We have been warned that the ancient watchers would return — the watchers of course is a religious term given in Old testament writings for the Titans– a race of beings known as the Grigori and Nephilim — a group of “men from the sky” that mated with the daughters of men — to create hybrids that God saw as derelict.Nephilim | Storm Wolf Words

Some however were seen as older and wiser gods and if you believe the ancient alien theories they were part of an older family of human ancestors that became a breakaway civilization that seeded this planet.

The idea that our species might have smarter older siblings is one that many people find deeply disturbing and threatening. On the other hand, with 100 billion stars in the galaxy, is it really rational to insist that we must be the only intelligent life form in the universe?

The question has been asked over and over again but now the threat is not the possibility of alien hostility — the idea that God will be replaced, or that the revelation of alines will somehow contradict the bible.

For the most part, religions and UFO’s were not taken seriously until after the Heavens Gate suicides in early 1997. Since that time, more and more scholarly attention has been given to UFOs aliens and religions as well as to the religious motifs found in the more general ufological subculture.

But if you know your history you will find that in the early churches there was always room for syncretism.

Many do not know the definition of Syncretism and so to put it simply it is the amalgamation or attempted amalgamation of different religions, cultures, or schools of thought.

This included the idea of beings that shared the cosmos with humans and that they too were creations of an all mighty God.

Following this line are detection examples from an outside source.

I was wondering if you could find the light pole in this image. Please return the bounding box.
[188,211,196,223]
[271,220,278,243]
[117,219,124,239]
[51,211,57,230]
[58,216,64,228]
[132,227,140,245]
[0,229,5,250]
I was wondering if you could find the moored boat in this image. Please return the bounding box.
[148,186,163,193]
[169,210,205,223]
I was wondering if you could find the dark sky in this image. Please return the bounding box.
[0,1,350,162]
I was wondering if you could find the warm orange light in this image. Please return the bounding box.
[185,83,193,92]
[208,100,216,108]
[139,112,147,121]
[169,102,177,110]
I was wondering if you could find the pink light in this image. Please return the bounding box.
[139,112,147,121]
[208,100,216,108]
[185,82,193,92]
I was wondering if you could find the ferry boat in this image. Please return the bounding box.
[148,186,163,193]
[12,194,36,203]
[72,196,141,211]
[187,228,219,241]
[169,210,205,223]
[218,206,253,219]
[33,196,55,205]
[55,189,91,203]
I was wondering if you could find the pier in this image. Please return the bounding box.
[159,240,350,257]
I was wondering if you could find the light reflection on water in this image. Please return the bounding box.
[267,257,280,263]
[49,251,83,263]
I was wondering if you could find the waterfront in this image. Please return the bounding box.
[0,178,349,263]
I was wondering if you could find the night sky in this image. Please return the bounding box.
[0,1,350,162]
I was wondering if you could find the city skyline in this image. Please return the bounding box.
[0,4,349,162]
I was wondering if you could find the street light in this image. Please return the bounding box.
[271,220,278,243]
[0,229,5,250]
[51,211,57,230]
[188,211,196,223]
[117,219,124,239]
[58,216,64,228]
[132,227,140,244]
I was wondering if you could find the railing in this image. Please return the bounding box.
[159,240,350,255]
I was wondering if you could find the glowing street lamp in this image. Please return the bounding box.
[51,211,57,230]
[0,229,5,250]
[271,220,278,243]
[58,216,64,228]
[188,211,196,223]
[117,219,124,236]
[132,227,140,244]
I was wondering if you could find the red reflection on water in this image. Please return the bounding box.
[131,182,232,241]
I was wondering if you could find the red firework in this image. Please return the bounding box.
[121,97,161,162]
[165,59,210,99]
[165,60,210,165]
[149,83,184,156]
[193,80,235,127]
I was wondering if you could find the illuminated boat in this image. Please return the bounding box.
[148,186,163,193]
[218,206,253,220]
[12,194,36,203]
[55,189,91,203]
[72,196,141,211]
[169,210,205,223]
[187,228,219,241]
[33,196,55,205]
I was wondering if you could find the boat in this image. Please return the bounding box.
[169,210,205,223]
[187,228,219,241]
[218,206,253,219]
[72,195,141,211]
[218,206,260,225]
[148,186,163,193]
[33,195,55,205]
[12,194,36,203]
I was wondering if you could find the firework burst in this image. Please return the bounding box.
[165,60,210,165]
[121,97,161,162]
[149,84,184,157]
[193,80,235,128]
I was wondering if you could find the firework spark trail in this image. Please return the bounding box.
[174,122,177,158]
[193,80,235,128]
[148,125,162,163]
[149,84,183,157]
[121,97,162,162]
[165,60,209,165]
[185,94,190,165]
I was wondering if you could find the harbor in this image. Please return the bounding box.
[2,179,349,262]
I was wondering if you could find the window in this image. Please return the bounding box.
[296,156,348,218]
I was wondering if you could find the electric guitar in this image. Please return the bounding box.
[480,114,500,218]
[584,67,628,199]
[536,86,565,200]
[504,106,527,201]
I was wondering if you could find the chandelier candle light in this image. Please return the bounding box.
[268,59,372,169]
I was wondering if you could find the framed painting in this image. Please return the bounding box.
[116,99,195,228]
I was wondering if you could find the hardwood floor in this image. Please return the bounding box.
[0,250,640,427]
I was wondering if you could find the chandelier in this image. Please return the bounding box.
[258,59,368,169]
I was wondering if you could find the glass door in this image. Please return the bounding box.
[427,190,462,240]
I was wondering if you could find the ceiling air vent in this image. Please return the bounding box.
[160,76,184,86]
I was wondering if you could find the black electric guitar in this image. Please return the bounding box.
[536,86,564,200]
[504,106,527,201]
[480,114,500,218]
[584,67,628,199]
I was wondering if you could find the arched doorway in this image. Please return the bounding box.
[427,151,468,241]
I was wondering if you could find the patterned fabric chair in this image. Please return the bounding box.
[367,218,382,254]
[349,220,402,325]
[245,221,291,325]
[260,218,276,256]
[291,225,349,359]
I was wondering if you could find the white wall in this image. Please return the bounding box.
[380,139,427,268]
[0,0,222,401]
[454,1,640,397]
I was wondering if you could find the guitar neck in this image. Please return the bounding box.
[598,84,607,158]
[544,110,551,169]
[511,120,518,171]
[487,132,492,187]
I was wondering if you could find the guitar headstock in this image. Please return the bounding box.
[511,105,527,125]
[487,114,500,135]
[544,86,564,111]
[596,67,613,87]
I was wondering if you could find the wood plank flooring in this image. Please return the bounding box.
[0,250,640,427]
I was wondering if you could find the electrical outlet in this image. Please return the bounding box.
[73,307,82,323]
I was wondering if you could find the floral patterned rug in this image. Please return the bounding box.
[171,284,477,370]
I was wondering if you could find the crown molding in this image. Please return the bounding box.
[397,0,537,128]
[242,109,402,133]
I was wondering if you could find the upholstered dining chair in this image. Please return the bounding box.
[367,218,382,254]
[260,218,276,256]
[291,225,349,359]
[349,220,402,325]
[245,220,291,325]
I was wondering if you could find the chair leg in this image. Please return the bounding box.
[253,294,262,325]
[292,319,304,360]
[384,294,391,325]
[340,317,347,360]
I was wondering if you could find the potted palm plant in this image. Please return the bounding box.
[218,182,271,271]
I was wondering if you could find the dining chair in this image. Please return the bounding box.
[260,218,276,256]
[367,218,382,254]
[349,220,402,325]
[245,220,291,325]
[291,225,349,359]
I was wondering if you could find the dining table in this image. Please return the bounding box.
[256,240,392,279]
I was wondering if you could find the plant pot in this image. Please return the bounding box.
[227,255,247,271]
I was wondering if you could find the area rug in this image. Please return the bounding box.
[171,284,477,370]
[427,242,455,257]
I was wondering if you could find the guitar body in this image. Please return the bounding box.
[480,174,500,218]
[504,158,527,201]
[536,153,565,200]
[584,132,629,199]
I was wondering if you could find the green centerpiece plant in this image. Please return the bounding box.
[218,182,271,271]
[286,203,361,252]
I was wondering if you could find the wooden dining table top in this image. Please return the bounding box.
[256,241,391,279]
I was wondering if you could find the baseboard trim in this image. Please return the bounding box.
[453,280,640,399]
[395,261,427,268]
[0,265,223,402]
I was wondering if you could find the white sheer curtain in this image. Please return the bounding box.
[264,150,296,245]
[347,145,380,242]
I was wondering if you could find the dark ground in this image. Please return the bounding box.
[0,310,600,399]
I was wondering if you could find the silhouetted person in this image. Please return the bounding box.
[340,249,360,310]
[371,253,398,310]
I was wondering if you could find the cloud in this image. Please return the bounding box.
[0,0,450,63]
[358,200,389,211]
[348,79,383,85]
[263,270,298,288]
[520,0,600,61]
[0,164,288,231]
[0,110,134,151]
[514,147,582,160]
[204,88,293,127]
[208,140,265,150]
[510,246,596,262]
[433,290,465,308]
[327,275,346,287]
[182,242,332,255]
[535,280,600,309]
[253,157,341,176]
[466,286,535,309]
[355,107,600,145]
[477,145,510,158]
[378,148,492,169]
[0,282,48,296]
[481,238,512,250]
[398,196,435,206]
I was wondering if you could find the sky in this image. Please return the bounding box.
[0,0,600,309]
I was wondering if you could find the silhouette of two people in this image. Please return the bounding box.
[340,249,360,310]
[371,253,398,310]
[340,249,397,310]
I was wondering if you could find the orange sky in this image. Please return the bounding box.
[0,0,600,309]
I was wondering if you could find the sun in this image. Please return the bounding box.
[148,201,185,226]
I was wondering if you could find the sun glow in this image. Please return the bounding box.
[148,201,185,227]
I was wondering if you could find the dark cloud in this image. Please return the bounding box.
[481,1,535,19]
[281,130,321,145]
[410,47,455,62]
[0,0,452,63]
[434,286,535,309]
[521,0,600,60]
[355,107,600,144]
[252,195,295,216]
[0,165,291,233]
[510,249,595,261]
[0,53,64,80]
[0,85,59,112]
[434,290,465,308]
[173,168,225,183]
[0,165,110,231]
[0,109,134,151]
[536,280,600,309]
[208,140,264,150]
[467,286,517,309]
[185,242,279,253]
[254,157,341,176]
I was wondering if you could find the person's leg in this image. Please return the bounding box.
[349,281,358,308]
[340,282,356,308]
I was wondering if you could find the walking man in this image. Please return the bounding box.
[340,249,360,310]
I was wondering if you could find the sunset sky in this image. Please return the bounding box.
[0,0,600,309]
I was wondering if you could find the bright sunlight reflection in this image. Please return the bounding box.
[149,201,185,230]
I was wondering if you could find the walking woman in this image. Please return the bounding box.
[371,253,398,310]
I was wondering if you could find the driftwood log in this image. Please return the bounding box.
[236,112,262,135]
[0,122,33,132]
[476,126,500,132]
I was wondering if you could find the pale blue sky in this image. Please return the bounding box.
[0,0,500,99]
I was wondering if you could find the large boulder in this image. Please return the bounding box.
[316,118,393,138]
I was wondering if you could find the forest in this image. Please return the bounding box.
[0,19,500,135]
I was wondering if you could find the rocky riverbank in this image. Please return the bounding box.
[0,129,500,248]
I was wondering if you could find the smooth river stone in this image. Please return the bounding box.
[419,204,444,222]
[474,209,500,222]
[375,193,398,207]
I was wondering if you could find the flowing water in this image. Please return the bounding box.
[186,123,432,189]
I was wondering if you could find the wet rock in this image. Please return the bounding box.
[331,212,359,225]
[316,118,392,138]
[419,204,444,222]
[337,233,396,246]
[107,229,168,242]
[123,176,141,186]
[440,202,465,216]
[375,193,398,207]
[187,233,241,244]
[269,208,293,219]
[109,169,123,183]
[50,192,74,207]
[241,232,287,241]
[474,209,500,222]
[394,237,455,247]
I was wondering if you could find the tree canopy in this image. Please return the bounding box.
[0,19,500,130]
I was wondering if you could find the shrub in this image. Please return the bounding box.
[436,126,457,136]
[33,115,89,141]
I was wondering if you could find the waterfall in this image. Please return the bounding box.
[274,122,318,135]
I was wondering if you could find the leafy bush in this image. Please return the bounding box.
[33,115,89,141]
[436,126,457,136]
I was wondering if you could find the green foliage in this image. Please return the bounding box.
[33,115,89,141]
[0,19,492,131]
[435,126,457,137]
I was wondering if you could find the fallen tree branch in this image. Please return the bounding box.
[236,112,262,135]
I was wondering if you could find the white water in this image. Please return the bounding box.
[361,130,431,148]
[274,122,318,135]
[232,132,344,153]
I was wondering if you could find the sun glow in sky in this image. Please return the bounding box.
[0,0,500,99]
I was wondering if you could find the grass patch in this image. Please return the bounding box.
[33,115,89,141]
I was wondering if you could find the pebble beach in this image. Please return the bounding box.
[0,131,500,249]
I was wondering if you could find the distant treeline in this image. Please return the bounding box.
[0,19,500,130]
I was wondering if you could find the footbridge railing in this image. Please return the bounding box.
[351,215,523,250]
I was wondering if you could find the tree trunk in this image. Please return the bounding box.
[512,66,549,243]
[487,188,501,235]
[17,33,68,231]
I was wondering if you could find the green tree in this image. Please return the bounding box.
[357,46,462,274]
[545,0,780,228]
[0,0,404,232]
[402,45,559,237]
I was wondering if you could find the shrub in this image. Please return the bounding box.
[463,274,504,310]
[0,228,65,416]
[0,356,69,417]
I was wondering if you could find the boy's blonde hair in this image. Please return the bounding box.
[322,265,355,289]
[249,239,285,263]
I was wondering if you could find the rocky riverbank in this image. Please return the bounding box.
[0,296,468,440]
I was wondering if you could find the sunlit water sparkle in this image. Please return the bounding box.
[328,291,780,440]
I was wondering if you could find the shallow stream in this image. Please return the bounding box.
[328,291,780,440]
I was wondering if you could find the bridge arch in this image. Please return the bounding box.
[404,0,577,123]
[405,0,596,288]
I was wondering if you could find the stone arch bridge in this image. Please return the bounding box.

The theory of the plurality of worlds became even more fashionable after the invention of the telescope. This created more speculative ideas about various tribes and civilizations among the stars.

From approximately 1600 to 1900 there was first a trickle, then a flood of scientific/philosophical/theological speculation on the nature of extraterrestrial life.

Such speculation often came from the best scientists of the day. Sir William Herschel (1730-1822), the astronomer who discovered Uranus (1781), claimed that he saw near-certain evidence of forests, circular buildings, canals, roads, and pyramids on the moon — all, of course, signs of lunarians. He was equally certain that the known planets of our solar system were all peopled and insisted the sun was “a most magnificent habitable globe” filled with solarians “whose organs are adapted to the peculiar circumstances of that vast globe.” Sir John Herschel (1792-1871), William’s son, inherited both his father’s science and his fantasies; he argued that since the front side of the moon was apparently dead, lunarians must live on the dark side.Great Moon Hoax - Wikipedia

Johann Bode (1747-1826), a director of the Berlin Observatory and famous for Bode’s Law, asked of these same solarians, “Who would doubt their existence?” The reason for such certainty was quasi-theological. “The most wise author of the world assigns an insect lodging on a grain of sand and will certainly not permit…the great ball of the sun to be empty of creatures and still less of rational inhabitants who are ready gratefully to praise the author of life.” The same reasoning led him to affirm the existence of extra-terrestrials on the moon, Mercury, and Venus.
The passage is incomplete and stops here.